The image shows a set of exercises involving set theory identities. You are asked to prove several set relations, given that $A$ and $B$ are subsets of a universal set $U$. Let’s go through each of the problems listed:

4.1: $\overline{A \cup B} = \overline{A} \cap \overline{B}$

This is De Morgan's Law.
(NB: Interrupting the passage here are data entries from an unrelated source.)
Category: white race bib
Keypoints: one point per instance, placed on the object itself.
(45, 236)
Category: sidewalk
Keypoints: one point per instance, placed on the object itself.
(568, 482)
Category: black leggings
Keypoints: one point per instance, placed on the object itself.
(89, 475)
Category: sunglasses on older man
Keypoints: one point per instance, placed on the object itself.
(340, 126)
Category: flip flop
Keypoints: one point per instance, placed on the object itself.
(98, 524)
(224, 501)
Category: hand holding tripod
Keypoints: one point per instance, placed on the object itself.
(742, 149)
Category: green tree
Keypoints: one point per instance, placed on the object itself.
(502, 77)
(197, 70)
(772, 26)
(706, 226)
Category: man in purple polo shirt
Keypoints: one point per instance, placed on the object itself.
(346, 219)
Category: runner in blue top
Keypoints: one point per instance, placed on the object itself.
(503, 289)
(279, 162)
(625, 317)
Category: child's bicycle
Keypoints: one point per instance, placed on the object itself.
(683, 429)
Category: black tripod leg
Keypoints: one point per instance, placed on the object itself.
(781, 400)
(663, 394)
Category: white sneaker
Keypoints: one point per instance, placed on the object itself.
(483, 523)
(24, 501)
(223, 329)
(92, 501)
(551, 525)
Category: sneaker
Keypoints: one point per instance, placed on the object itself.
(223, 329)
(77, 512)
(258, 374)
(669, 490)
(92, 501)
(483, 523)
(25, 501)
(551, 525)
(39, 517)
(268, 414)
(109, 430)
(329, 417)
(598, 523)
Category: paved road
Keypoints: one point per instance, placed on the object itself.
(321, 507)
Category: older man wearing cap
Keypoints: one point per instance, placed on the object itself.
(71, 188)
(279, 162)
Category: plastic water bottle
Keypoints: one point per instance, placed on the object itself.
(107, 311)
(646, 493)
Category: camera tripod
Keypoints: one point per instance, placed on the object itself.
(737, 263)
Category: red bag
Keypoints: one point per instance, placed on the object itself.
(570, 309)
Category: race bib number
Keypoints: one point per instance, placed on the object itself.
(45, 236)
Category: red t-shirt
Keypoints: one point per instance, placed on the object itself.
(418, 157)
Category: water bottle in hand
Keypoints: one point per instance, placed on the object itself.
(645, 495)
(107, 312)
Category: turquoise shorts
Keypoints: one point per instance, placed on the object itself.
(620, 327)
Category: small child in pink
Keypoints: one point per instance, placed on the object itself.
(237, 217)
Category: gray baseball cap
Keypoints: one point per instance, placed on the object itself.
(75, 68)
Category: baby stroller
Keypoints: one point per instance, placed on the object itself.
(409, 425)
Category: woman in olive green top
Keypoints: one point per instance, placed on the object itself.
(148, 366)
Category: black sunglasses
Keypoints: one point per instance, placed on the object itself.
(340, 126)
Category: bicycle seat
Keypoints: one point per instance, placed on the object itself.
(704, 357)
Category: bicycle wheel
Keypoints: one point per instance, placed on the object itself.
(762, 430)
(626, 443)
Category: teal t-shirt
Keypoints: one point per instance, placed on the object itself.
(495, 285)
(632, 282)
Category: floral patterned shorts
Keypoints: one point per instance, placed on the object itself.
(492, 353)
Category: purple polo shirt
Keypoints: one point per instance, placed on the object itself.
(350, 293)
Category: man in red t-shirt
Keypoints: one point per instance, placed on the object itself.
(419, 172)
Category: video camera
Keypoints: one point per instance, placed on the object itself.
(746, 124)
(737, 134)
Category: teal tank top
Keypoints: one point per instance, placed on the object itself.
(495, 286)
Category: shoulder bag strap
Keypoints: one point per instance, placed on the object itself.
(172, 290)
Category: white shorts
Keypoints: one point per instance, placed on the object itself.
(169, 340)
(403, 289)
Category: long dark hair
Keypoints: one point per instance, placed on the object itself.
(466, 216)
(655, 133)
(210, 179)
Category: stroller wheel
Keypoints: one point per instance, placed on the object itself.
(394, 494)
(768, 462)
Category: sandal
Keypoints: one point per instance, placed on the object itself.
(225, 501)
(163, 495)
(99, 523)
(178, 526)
According to De Morgan's laws: $\overline{A \cup B} = \overline{A} \cap \overline{B}$ This holds true as it shows that the complement of a union is equal to the intersection of the complements.

4.2: $\overline{A \cup B} = B \setminus A$

For this, we need to interpret the left-hand side ($\overline{A \cup B}$) and simplify it step by step:

• $\overline{A \cup B}$ represents everything that is not in $A \cup B$, i.e., elements not in either $A$ or $B$.
• $B \setminus A$ represents all the elements in $B$ but not in $A$.

By analyzing the two sides, we see that both sets represent the same elements—those in $B$ but not in $A$, so this is also true.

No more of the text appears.